CHANGY ( Pierre de), écuyer, vivait au XVIe. siècle [* 1]. Il mit en français le livre latin de Louis Vivès de l’Instruction de la femme chrétienne, tant en son enfance, que mariage et viduité ; aussi de l’Office du mari [a]. L’édition que j’en ai n’est ni la première ni la seconde : elle est de Paris, chez Jacques Kerver, 1543, in-8o., et n’a été connue, mi à la Croix du Maine, ni à du Verdier Vau-Privas [b]. On y ajouta de nouveau une très-briève et fructueuse institution de la vertu d’humilité ; avec une épître de saint Bernard touchant le négoce et gouvernement d’une maison. L’auteur était déjà mort. Il avait dédié ouvrage à sa fille Marguerite [* 2]. Il avait plus de soixante ans, lorsqu’il travailla à cette version, et il était fort maltraité de la goutte [c]. Il avait porté les armes dans sa jeunesse, et mis en français six livres de Pline (A), au milieu des embarras de la guerre. Il eut des fils qui furent hommes de lettres, comme je le dis dans la remarque.

  1. * Il était né à Dijon, dit Joly.
  2. * Papillon, dans sa Bibliothéque de Bourgogne, I, 129, distingue et reproche à Bayle de n’avoir pas distingué l’Institution de la femme chrétienne, traduite de Vivès (qu’il avait sous les yeux) d’avec un autre ouvrage de Changy intitulé : Instruction chrétienne pour femmes et filles mariées et à marier. C’est ce dernier ouvrage que cite du Verdier sous la date de 1545 (et non 1544 comme dit Bayle).
  1. Voyez à la fin de la remarque (M) de l’article Sainte-Aldegonde le jugement de Plantin sur cette version, tome XIII.
  2. La Croix du Maine n’a connu aucune des éditions. Du Verdier Vau-Privas ne fait mention que de celle de Poitiers, en 1544, in-16. ; et de celle de Paris, 1579, in-16.
  3. Voyez au-devant du livre les vers latins de Simonis Romyglæi Andegavensis.
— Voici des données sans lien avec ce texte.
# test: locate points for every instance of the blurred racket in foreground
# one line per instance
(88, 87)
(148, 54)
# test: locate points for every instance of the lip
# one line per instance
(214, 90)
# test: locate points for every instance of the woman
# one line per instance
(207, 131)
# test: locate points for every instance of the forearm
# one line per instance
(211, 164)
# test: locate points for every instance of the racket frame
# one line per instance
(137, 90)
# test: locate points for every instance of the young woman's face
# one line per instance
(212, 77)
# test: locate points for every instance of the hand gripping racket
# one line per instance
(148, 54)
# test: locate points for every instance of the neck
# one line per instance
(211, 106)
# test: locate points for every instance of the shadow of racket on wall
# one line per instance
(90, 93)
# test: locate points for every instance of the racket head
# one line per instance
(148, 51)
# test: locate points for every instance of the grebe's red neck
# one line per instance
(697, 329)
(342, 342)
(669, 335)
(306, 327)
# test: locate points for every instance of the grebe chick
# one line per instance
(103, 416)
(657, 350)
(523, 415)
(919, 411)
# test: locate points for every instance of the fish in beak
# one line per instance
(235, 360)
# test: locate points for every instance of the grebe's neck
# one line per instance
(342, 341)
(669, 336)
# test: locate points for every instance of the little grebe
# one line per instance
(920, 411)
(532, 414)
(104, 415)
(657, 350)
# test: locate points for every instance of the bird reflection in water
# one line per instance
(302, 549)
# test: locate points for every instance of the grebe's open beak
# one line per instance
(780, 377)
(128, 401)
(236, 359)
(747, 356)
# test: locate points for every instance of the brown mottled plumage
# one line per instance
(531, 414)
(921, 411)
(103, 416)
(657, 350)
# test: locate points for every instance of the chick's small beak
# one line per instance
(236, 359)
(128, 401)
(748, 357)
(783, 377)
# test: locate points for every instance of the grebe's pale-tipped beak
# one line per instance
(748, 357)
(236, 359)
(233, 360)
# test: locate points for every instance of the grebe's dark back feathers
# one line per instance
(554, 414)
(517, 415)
(A) Il a... mis en francais six livres de Pline. ] Voici comment on le fait parler dans quelques vers [1] qui sont au-devant de sa traduction de l’ouvrage de Louis Vivès.

Me miserum (ajebat) qui bella ferocia gessi,
Pro patriâ, corpus dum juvenile foret ;
Qui Plini bis tres in gallica verba libellos,
Mars, verti in castris sanguinolente tuis.


La Croix du Maine, ni du Verdier Vau-Privas ne disent rien de la ver-

  1. Simonis Romyglæi Andegarvensis.